I’ve argued with God on several occasions regarding His timing. I’ve been guilty of saying all the right things and believing none of them. God hears us when we’re angry and broken and fed up and tired and grieving and aching. But it doesn’t change the fact that we have no control over how many days we get or if they go according to our plan. We can eat right, drink right, sleep right, work right, play right and die tomorrow. That doesn’t make God unfair because God is not accountable to our agendas. But I am accountable to Him. And so are you. And so is the person next to you on the metro, and waiting in line at a grocery store, and crying in a doctor’s office, and hugging a soldier goodbye, and running away from home, and reading at Starbucks, and burying their child, and walking out on their marriage.
We are all accountable for the days we have been given to the God who gave them to us. And the only way your days will add up to eternity is when you take your plans, lay them at the foot of the cross and say, “Your plan is better, Jesus. YOU are better. I want the days that you wrote for my life, to read just like you wrote them. I’m tired of trying to edit them, add to them, and manipulate them. When you died on the cross I believe you destroyed my depravity and replaced it with your righteousness. I want you to interrupt my agenda and grant me the abundant life that is only found in You.”
And the whole “abundant life” thing? You won’t do that perfectly.
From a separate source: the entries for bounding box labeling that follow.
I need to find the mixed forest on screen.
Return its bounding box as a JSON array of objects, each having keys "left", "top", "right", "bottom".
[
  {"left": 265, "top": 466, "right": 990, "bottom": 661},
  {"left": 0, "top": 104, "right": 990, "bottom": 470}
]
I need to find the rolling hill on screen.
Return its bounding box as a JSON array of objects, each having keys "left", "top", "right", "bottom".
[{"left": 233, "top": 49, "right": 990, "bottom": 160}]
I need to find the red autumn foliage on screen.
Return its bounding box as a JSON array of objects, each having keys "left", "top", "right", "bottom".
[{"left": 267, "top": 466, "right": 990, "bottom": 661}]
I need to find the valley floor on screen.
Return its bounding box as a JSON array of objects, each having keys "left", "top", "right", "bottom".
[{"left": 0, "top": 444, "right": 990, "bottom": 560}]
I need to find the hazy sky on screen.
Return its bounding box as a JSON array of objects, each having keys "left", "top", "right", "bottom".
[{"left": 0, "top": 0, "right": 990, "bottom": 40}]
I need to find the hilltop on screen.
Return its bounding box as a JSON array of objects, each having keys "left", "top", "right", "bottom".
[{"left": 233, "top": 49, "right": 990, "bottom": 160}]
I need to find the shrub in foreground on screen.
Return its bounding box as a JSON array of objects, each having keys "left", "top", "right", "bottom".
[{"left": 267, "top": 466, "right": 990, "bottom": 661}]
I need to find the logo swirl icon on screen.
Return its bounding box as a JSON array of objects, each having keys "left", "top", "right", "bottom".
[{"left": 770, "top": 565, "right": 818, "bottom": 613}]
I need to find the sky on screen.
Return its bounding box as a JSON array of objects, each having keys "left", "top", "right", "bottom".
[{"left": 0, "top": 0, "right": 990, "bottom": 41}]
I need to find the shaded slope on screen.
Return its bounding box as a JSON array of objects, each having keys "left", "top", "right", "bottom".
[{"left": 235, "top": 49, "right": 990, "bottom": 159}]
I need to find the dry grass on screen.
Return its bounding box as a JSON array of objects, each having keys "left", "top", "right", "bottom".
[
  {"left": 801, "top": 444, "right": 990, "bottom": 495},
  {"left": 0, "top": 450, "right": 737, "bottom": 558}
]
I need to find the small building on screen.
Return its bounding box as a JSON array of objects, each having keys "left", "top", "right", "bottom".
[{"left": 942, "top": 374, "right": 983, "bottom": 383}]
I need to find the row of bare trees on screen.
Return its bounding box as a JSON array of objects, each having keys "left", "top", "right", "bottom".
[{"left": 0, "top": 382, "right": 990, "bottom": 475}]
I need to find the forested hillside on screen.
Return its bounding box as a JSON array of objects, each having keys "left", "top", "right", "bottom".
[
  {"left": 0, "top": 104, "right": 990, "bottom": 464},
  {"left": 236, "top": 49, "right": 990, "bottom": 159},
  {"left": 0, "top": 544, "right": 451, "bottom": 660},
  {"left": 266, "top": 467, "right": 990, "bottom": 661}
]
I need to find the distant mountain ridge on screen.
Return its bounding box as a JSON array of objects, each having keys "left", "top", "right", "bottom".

In the past 25 years of my life I’ve been distracted and disillusioned and I’ve hurt people and lied and made excuses. I am an imperfect representation of the perfect loves that dwells within me.
Nevertheless, today I will walk into my 26th year of life with the God who wrote and numbered each of my days. I won’t get it all right as I follow Him and worship Him but I will rejoice in what I have been given with lots of ice cream, instagrammed moments, and heaps of gratitude.
Because it is always the little moments that remind us of the bigger picture.